Nairobi accounted for more than half of Kenya Power’s electricity sales last year, reflecting the capital city’s economic dominance over the rest of the country.

New data released by the power distribution company shows that Nairobi consumed 3,507 Gigawatt Hours (GWh) last year, being 56.2 per cent of the total power consumption compared to 55.8 per cent in the previous year.

The heavy concentration of power consumption by Nairobi indicates inequality in the country’s economic development, which has partly been attributed to the previous centralised system of government that has guided sharing of resources since independence.

The devolved system of government under the new Constitution has raised hopes of addressing the economic imbalance, but analysts have said there is need to offer incentives to pull private investors to the counties.

“Nairobi is so big, it is hard for the economy to trickle down especially for foreign investors who want to set up where there is infrastructure,” said economist Dr X.N. Iraki.

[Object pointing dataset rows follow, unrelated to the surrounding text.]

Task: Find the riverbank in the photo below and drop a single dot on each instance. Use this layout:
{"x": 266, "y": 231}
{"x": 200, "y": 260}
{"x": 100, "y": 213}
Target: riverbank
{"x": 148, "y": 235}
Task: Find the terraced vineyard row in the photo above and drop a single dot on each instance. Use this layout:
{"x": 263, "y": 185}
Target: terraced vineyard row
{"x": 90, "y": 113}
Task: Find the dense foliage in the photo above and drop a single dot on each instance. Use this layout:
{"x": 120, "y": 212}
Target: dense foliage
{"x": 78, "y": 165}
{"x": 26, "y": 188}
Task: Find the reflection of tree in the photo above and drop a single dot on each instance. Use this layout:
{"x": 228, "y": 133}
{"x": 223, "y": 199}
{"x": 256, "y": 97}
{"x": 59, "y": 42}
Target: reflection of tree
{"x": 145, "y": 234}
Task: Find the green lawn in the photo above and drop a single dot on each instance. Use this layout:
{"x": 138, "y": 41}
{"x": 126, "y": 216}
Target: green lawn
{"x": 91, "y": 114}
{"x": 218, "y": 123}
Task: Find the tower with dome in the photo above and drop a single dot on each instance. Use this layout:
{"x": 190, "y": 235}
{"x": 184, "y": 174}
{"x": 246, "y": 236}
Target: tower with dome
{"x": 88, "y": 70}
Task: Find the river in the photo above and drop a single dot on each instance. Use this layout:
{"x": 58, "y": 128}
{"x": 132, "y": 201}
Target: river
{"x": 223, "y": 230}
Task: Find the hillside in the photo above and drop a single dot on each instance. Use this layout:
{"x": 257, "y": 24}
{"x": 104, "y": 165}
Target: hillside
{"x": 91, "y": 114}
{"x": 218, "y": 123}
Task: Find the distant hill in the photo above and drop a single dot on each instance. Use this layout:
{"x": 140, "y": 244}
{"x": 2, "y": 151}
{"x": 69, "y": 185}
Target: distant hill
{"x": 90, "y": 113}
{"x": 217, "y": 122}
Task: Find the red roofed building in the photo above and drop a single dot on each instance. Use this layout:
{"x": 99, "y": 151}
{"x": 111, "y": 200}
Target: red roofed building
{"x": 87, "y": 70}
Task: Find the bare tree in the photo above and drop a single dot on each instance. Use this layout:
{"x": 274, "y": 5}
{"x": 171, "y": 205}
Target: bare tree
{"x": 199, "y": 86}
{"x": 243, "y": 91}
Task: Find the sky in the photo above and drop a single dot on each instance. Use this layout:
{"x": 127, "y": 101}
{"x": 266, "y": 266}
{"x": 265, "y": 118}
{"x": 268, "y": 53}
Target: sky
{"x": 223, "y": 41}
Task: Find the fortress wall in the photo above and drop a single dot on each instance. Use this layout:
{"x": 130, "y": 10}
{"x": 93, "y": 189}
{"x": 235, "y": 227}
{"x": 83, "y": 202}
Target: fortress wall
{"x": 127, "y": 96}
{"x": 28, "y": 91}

Some counties have already crafted incentives to attract investors, but others are still trying to settle into office and have not announced any development plans.

Power consumption in an area is often an indicator of the number of electrical equipment plugged to the national grid— including industrial machinery — pointing to economic output.

It may also be the result of increased use of home appliances such as TV sets and refrigerators that point to improvement in household incomes and rising standards of living.

Analysts say uneven growth in consumption of electricity, especially in times of economic expansion, means the benefits of such growth is accruing to only a segment of the population.

In the past, the government has used free land policy and tax concessions to woo investors to satellite towns, but the incentives have failed to reduce concentration of wealth and investment in Nairobi.
The government plans to use the free primary school laptop project to spread electricity connection to all schools, which could in a way address economic exclusion in rural areas.
The number of Kenya Power customers in Nairobi crossed the one million mark to stand at 1,042,216 while the other three regions (Mount Kenya, Coast and Western) have a total number of 835,202 customers.

Kenya Power has divided the country in four regions being Nairobi, Mount Kenya, Coast and Western.

Mt Kenya region is the least consumer having used up 539 GWh. This is lower than the consumption in Coast, which has less consumers, indicating more consumption per capita at the Coast.